Building up your cash reserve may be a better route, according to Marguerita Cheng, CFP. Your desire to plan for the future comes from good, proactive intentions—and a cash reserve, or rainy day fund, will have those same intentions, and only has to be about three to six months worth of income. On the same token, your current travel savings can also go toward what Gopaul calls your “Financial Freedom Fund.” This is similar in concept to a retirement fund, where you’re paying yourself. “This money is designed to help replace a portion of your income so you can continue to travel throughout your life,” she says. “It might be put into dividend paying stocks, REITS, or other income producing assets.”

RELATED: Tips for Saving for Retirement From People Who Save the Most

Pay down your credit card debt.

Ah, credit card debt. It racks up quickly and takes forever to bring down. Luckily, your travel budget can make a serious dent in your outstanding balance, especially if you follow the snowball method, coined by radio show host, best-selling author, and businessman, Dave Ramsey. Although it may be against your natural instinct, Ramsey’s method suggests paying off cards with the lowest balance first. This builds “rewarding, focused momentum,” Gopaul says. After paying off those smaller debts, the money you typically spend can go toward other minimum payments. 

Castro suggests one adjustment to this strategy: Have a cash reserve in place. “That way, the next time you need immediate money for things like a medical bill, job loss, etc., you can pull from your cash account and not have to use the credit card you worked so hard to pay off.” 

RELATED: The Best Credit Cards and Tools for Managing Cards in 2020

Splurge on an at-home experience or amenity.

We’re in the middle of a pandemic, on a planet that seems to be spinning at warp speed. Prioritizing self-care is more than necessary and will cushion the blow of having to cancel your trip.

Cheng recalls one of her friends who bought a bike after realizing virtual workouts weren’t working out for him. “After conference calls and web meetings, he goes out for a bike ride.” A worthy investment that’s now a bright spot in his day. If biking isn’t your thing, you can invest in learning a new language for when you do eventually jet-set, or bring the local foods to you by dishing out some cash for a cooking class or cookbook you’ve had your eye on.

“How you spend your money reflects your values,” Gopaul says. Ultimately, investing in things that make you feel good, whether it’s a blowout, new bike, or another at-home experience sends a love note to yourself that says, “Hey, you’re important to me.” 

RELATED: It’s Probably Time for a Self Check-in—Here’s How to Do It

Continue saving for future trips.

First things first: Your 2020 travel plans may have been moved or canceled, but you should still take time off from work this year and keep that future bucket list alive. Resting and recharging are still essential—especially these days. PTO is an employee benefit and yours for the taking, so embrace any free time you get, even if you’re not traveling. You can even spend it researching and budgeting for a bigger, better trip. (For now, you can plan a relaxing staycation.)

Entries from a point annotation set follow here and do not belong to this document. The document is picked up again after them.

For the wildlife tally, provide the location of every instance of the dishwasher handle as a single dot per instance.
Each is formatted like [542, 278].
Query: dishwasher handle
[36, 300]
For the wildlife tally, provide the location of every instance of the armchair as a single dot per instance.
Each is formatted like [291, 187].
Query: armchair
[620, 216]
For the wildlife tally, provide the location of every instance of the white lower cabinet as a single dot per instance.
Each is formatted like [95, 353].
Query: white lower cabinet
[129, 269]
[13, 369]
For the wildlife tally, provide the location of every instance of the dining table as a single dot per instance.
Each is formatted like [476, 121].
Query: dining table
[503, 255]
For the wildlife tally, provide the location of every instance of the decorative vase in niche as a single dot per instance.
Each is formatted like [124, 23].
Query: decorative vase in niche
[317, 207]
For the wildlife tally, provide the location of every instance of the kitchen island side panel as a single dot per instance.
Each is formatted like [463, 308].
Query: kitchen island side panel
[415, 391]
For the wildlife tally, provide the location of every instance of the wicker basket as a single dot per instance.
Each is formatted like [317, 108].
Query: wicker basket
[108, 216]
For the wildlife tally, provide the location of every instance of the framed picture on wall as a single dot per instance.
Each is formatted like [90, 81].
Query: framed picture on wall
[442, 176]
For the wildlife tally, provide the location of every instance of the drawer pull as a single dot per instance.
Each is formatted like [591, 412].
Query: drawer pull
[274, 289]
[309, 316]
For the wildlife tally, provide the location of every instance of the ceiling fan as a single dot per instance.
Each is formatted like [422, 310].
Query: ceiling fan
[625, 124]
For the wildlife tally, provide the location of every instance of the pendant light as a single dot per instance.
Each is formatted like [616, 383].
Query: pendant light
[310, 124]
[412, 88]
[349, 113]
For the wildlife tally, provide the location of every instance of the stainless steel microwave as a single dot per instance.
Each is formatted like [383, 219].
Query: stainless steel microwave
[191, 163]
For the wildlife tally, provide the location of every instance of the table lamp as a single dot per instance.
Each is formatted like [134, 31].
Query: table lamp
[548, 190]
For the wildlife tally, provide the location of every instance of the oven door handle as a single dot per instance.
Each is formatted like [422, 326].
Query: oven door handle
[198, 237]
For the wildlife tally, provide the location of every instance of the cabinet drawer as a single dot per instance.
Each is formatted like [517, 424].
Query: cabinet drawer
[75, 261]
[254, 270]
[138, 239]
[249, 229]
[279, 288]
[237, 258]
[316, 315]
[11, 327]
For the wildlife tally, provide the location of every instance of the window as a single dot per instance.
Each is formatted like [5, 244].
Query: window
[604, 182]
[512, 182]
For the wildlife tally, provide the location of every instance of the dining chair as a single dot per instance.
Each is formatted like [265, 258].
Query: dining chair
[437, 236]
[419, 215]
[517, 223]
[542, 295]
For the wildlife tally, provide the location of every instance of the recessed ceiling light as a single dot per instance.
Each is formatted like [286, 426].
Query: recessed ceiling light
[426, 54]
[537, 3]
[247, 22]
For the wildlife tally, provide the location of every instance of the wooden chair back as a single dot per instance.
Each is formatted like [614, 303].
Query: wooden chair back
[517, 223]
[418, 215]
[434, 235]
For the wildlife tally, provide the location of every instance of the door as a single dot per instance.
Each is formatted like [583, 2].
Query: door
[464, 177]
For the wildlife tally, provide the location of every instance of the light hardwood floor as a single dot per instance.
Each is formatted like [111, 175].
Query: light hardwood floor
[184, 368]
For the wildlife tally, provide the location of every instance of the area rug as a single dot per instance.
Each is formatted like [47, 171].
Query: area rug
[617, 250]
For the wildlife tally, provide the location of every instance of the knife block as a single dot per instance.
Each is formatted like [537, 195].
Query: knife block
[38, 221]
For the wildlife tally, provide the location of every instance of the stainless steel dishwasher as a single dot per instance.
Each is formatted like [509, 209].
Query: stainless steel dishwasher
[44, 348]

According to the U.S. Travel Association, in 2018 Americans skipped out on 768 million vacation days. This number is up 9 percent from 2017, and has likely grown drastically since. Learn from this statistic: Save, plan, and invest in amazing future experiences.

“While the pandemic makes it seem like we’re stuck in an endless cycle, eventually life will return to a normal,” Castro says. “You don’t have to book tickets right now, but you can spend some time researching your perfect destination, building a budget, and planning out your activities.” 

Gopaul suggests following other travelers on Facebook (I’m a big fan of The Solo Female Travel Network) and Instagram (check out Lee Litumbe, Lauren Bullen, and Amy Seder.), or through travel podcasts that will keep you up-to-date on the latest travel credit cards, flight sales, and hotel discounts.  

“[You’ll find] travelers like to share the places, deals, and experiences they’ve had,” she says. “Soon you’ll be traveling the world at a fraction of the cost.” Instead of asking what now, you’ll be exclaiming, “Where to next?” with a pocket full of travel money.